CeBB Hamburg ein Projekt der KWB
Woran das liegt, versuchte die Expertenrunde in der Podiumsdiskussion zu klären. Die langjährige Praxis der Frühverrentung wurde als eine Ursache genannt. Hierdurch wurde der Eindruck befördert, dass Ältere zu den weniger Leistungsfähigen gehören und am ehesten zu entbehren seien. Auch viele der Betroffenen, die als Arbeitsuchende zur Beratung ins CeBB kommen, hätten diese Meinung verinnerlicht, berichtete die Projektleiterin von Potenzial 45plus, Susanne Sabisch-Schellhas. Hier wird die Gesellschaft umdenken müssen, denn Ältere stellen zukünftig das Gros der Erwerbstätigen
Eine weitere Erklärung steuerte Dr. Lutz Bellmann vom Institut für Arbeitsmarkt- und Berufsforschung mit seinem Vortrag bei. Er sieht in dem geringen Angebot an betrieblicher Weiterbildung, insbesondere in kleinen und mittleren Unternehmen, und in dem extrem niedrigen Anteil der Älteren eine Fehlentwicklung. Lebensbegleitendes Lernen sei kein alter Hut, sondern eine wirtschaftliche Notwendigkeit, um im globalen Wettbewerb zu bestehen.

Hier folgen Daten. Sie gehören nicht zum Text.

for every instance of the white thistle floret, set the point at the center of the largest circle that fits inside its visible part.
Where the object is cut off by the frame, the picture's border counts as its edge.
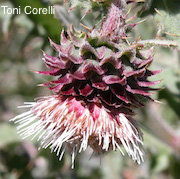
(55, 126)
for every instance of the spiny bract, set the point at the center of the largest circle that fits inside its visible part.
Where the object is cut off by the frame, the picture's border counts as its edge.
(101, 77)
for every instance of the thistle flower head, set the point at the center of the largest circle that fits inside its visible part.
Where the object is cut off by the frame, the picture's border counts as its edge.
(101, 77)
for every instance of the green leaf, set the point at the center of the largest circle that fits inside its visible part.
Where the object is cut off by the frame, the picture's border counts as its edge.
(167, 14)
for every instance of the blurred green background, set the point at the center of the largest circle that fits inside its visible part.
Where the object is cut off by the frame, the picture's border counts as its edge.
(21, 39)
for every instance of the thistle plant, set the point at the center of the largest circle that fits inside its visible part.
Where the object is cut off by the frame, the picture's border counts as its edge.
(100, 78)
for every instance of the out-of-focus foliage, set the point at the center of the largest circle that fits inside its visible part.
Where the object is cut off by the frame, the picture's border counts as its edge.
(22, 37)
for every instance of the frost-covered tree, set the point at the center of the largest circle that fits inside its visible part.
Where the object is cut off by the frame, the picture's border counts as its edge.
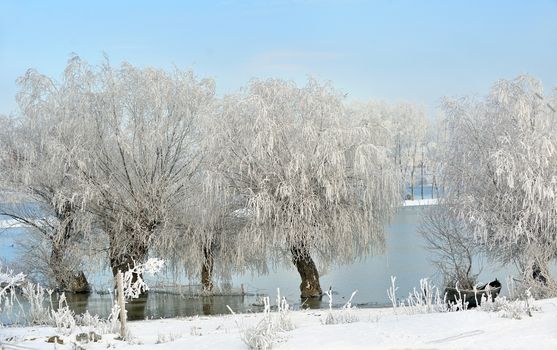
(407, 126)
(501, 170)
(37, 153)
(452, 246)
(145, 149)
(311, 181)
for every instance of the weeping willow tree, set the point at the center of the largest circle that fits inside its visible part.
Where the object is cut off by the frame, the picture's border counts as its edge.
(501, 167)
(38, 151)
(311, 182)
(144, 152)
(205, 240)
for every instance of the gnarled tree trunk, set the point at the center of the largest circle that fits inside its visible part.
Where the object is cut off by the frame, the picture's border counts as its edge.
(67, 278)
(135, 252)
(310, 287)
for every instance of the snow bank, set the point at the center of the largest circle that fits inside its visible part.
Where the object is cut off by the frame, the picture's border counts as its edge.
(416, 202)
(376, 329)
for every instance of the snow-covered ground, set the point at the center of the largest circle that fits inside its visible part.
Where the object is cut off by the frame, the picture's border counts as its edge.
(415, 202)
(375, 329)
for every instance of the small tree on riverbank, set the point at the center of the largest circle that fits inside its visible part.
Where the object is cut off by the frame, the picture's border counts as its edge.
(311, 180)
(38, 151)
(501, 173)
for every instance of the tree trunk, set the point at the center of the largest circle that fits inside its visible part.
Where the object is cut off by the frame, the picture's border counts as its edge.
(207, 270)
(310, 287)
(67, 280)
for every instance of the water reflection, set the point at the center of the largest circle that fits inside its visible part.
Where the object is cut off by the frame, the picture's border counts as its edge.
(404, 258)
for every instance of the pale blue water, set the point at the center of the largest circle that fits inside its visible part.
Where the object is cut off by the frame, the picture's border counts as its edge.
(405, 258)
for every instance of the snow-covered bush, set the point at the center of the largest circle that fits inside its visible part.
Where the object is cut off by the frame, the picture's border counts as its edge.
(425, 300)
(38, 312)
(506, 308)
(134, 284)
(342, 315)
(8, 284)
(268, 330)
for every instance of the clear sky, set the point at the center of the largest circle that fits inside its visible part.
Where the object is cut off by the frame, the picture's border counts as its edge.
(412, 50)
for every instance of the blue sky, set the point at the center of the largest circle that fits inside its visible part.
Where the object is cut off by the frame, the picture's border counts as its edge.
(411, 50)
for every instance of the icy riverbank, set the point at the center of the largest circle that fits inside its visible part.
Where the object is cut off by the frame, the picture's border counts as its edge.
(374, 329)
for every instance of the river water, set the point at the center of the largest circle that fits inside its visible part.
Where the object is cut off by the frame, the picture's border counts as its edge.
(405, 257)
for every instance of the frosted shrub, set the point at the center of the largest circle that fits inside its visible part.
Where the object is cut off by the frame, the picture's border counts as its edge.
(38, 312)
(269, 330)
(344, 314)
(425, 300)
(63, 318)
(506, 308)
(133, 289)
(8, 284)
(167, 338)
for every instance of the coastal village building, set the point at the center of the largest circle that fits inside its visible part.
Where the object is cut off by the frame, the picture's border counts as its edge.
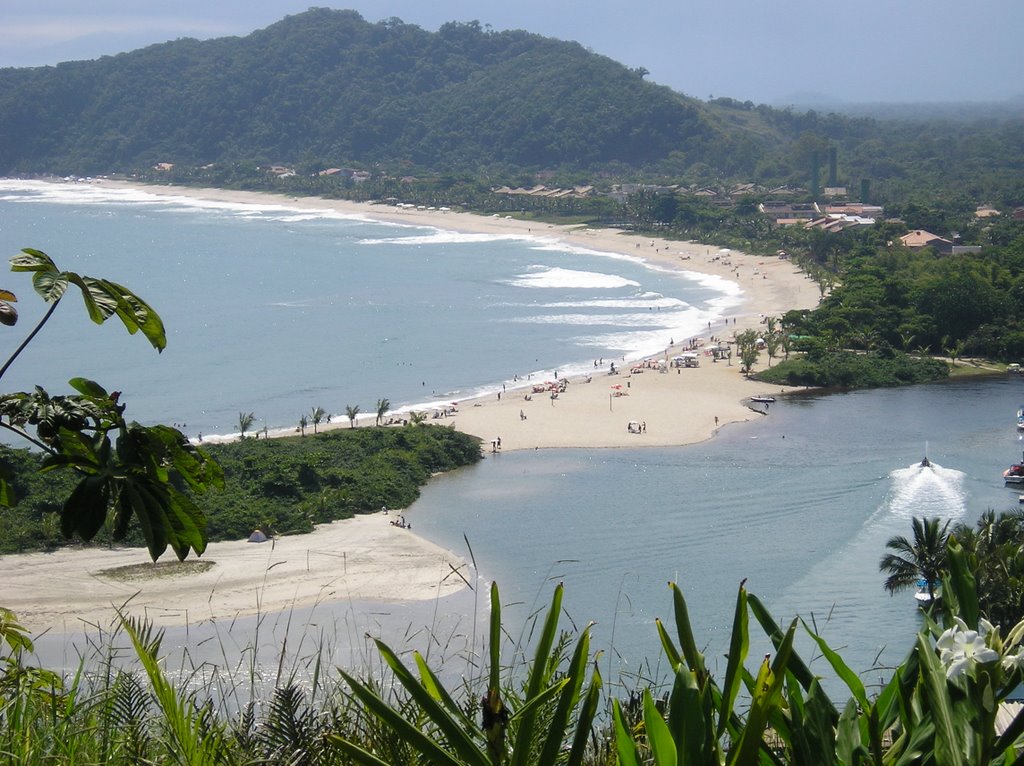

Hierfür stellt die Agentur für Arbeit Unternehmen sogar finanzielle Unterstützung zur Verfügung. „Es soll mir in den nächsten Jahren kein Unternehmen kommen und sagen, es habe keine qualifizierten Fachkräfte" warnte Dr. Schmidtke Glamann, Chef der Agentur in Hamburg mit Hinweis auf das Programm WeGebAU. Es unterstützt die berufliche Qualifizierung Älterer sowie An- und Ungelernter und wird bisher kaum genutzt.
„Mit unseren älteren Mitarbeiterinnen und Mitarbeitern ist das Unternehmen groß geworden" würdigte Torsten Nehls vom Personalmanagement der Hamburger Hafen und Logistik AG die Leistung der Älteren. Die HHLA verfügt über eine eigene Weiterbildungsabteilung und führt in den Einzelunternehmen Altersstrukturanalysen durch. „In KMU sieht die Realität meist anders aus" berichtete Susanne Sabisch-Schellhas aus der Beratungspraxis des CeBB. „Es fehlt an Zeit, Ressourcen und oft auch an Informationen für eine systematische Personalentwicklung. Wir beraten KMU kostenlos, setzen eine Altersstrukturanalyse ein und erarbeiten mit dem Betrieb ihren individuellen Weg zur Entwicklung der Mitarbeiterpotenziale.
Hier sieht Franz Thönnes erheblichen Beratungsbedarf: „In Zukunft sollten Einrichtungen wie das CeBB externe Unterstützung für KMU bei der Planung von Weiterbildung und Personalentwicklung leisten".
Damit das CeBB in der Stadt bekannt wird, hängen im Dezember Plakate in den S- und U-Bahnen sowie an der Werbefläche am Haus des Sports aus. Die Entwürfe stammen von jungen Grafikstudent/innen der Hamburger Kunstschule.